De meting van gelijkstroom en spanning wordt meestal uitgevoerd door magneto-elektrische paneelmeters en bij het meten van hoogspanning - door elektrostatische en ionensystemen. Apparaten van elektromagnetische, elektrodynamische en ferrodynamische systemen worden soms gebruikt, ze zijn aanzienlijk inferieur aan apparaten van het magneto-elektrische systeem in termen van nauwkeurigheid, gevoeligheid, stroomverbruik, hebben een ongelijke schaal en zijn gevoelig voor de effecten van externe magnetische velden. Digitale voltmeters, ampèremeters en combi-apparaten met hoge snelheid en lage meetfout (0,01-0,1%) worden steeds vaker gebruikt voor nauwkeurige metingen.

paneel ampèremeterDe eenvoudigste manier om te meten Gelijkstroom en spanning is de directe opname van apparaten in het circuit, wat mogelijk is als aan de volgende voorwaarden wordt voldaan:

1) de maximale meetlimiet van de ampèremeter (voltmeter) is niet minder dan de maximale stroom (spanning) in het circuit;

2) de nominale spanning van de ampèremeter is niet minder dan de nominale spanning in het netwerk;

3) de weerstand van de ampèremeter Ra is veel minder, en de weerstand van de voltmeter is veel hoger dan de weerstand van het gemeten circuit Rn, de aanzienlijke weerstand van de ampèremeter vermindert de stroom in het circuit wanneer het wordt ingeschakeld met een hoeveelheid

alt

4) naleving van de polariteit bij het inschakelen van de apparaten.

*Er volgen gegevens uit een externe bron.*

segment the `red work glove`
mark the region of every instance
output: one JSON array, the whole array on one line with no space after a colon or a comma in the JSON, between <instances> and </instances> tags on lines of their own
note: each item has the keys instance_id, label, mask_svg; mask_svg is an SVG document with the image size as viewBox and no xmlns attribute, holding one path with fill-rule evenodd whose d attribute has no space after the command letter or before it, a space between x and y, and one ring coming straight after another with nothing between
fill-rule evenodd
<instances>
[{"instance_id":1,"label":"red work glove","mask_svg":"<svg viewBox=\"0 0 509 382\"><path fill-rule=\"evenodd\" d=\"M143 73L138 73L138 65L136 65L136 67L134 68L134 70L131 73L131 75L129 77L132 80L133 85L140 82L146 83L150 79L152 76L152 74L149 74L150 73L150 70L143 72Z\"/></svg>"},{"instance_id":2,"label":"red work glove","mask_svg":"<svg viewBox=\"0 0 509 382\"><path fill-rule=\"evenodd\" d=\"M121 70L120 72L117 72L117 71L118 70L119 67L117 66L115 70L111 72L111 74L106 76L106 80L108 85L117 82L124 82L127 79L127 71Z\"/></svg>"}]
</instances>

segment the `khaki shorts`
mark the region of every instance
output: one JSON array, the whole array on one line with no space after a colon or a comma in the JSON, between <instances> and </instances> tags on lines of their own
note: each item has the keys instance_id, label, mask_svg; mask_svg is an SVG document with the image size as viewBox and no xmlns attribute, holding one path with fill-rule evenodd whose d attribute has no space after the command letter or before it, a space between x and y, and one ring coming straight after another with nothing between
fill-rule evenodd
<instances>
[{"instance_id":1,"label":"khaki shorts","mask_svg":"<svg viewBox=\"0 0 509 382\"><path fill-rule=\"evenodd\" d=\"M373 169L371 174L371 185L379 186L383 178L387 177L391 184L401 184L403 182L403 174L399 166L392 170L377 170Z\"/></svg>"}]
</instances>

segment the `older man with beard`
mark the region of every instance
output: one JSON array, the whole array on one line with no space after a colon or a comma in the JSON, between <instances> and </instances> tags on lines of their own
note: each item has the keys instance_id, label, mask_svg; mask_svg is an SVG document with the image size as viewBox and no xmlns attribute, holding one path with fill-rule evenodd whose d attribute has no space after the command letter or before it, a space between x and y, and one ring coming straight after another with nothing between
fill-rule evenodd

Ampèremeter en voltmeter aansluitschema

Om de meetlimieten van apparaten te verlengen, worden transducers in de vorm gebruikt shunts meten, extra weerstanden, spanningsdelers, meettransformatoren en meetversterkers. Een shunt is een parallel geschakelde weerstand met het meetapparaat in het circuit van de gemeten stroom.

Gewoonlijk worden shunts in het apparaat geïnstalleerd voor stromen tot 50-100 A. Voor grote stromen worden externe shunts gebruikt, die stroomtangen hebben voor het aansluiten van de gemeten stroom op het circuit en potentiaaltangen voor het aansluiten van een meetapparaat. Om meetinstrumenten te verenigen, worden shunts vervaardigd in overeenstemming met GOST 8042-78 Nauwkeurigheidsklasse shunts 0,05-0,5.

Schema van een meetapparaat met een shunt

Door een millivoltmeter op de shunt aan te sluiten met een meetlimiet die overeenkomt met de nominale spanningsval over de shunt, verkrijgen we de volledige schaal van het apparaat tot aan de nominale shuntstroom. Gemeten stroom

waarin In, Un — nominale shuntstroom en shuntspanningsval; U -millivoltmeteraflezingen.

Om de meetlimieten van voltmeters te vergroten, is een extra weerstand Rd in serie met het meetapparaat opgenomen.

Schema van een meetapparaat met extra weerstand

Gemeten spanning

waarbij P = Rd / Rc + 1 — uitzettingscoëfficiënt van de meetlimiet van het apparaat; Uv - voltmeteraflezing;

Rv is de ingangsweerstand van de voltmeter.

Extra weerstanden kunnen zowel intern (in de behuizing van het apparaat geplaatst) als extern zijn voor het meten van spanningen boven 500 V.

DC-stroom- en spanningsmetingDe nominale stromen van extra weerstanden zijn gestandaardiseerd door GOST 8623-78 bij de nominale spanningsval erover. Basisfout van extra weerstanden ± (0,1-0,5)%. Om de meetlimieten van apparaten met een hoge ingangsweerstand te verlengen, worden spanningsdelers gebruikt met een vaste deelverhouding, meestal een veelvoud van 10. In hoogspanningsinstallaties voor krachtoverbrenging en in stroomkringen met hoge stroom, naast de gespecificeerde omvormers. DC-meettransformatoren kunnen worden gebruikt.

We raden u aan om te lezen:

Waarom is elektrische stroom gevaarlijk?